総務省、地方法人課税の有識者会議が改正案 税収格差調整で新配分案も (1/2ページ)

2013.10.30 19:22

 政府は30日、来年4月の消費税増税で広がる都市と地方の税収格差の是正に向け、新たな税制を導入する方向で検討に入った。総務省は税収の少ない道府県と市町村のために、地方税の法人住民税を一部国税化した上で、地方交付税として再配分する制度を検討。財務省は、同じ地方税の法人事業税を一部国税化して都道府県に配り直す地方法人特別税の継続を検討する。それぞれ与党の税制調査会に提案し、実現に向けた調整に入る。ただ東京都など税収の多い自治体は大幅減収になると反発している。

 総務省の有識者検討会は30日、都市と地方の税収格差是正に関する最終報告書をまとめ、その中に法人住民税の一部国税化を盛り込んだ。法人住民税は、企業の事業活動にかけられる地方税で、企業が多い地域に税収が集まる傾向にあり、自治体間の格差が大きい。

 2011年度の住民1人当たりの地方税収格差は、都道府県では最多の東京と最少の沖縄の間で2.3倍、市町村では、北海道電力の原発がある最多の北海道泊村と、最少の鹿児島県伊仙町で39倍にのぼる。

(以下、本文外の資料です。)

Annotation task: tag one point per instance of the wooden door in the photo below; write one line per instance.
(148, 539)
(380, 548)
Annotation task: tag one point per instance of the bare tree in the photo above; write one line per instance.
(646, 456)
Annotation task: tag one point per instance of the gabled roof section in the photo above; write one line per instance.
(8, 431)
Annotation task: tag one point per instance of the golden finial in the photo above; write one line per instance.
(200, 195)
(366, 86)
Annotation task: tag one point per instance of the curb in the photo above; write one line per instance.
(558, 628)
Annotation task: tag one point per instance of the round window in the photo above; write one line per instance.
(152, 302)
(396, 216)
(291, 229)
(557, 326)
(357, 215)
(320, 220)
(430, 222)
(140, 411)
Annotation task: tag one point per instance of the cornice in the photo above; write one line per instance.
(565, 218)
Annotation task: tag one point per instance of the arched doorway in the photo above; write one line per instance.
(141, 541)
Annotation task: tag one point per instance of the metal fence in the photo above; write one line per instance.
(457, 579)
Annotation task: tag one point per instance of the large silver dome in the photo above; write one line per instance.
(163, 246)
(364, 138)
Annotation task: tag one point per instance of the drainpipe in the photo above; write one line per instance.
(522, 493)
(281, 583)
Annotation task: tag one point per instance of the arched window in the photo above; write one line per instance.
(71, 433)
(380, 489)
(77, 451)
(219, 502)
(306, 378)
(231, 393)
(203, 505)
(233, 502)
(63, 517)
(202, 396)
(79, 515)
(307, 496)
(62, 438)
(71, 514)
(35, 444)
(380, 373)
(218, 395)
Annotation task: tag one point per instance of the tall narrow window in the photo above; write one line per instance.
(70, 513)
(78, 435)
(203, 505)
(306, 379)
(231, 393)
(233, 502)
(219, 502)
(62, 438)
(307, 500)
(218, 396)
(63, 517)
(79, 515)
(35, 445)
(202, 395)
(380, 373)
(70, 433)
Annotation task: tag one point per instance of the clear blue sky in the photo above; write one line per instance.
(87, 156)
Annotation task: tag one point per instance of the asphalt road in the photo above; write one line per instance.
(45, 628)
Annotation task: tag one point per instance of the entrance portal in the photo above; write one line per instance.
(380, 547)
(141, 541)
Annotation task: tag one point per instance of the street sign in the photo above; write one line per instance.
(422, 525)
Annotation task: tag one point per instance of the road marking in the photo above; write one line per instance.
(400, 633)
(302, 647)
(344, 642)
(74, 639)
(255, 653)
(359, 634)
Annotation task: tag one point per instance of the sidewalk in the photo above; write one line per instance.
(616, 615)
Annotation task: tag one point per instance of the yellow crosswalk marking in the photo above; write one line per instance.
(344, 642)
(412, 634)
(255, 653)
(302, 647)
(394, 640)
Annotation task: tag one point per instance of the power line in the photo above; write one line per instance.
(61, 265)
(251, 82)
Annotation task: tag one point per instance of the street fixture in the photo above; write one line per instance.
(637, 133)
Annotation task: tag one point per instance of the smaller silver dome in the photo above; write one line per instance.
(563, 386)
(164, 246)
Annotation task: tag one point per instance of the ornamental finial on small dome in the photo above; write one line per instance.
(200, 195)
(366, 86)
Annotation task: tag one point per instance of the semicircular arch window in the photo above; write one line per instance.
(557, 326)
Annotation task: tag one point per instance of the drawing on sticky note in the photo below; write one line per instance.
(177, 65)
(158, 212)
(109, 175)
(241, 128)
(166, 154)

 法人住民税の一部を国税化するのは、来年4月の消費税率引き上げで、都市と地方の税収格差が一段と広がるからだ。消費税の税収は小売り販売の多寡で決まる。このため大都市ほど税収が増え、消費税率が上がるほど、自治体間の行政サービスの格差につながる恐れがある。財務省の試算では、消費税率10%段階では東京都が4000億円の増収になるが、島根県は90億円にとどまるという。総務省が、都市から地方にお金を移す仕組みづくりが必要と判断したのはこのためだ。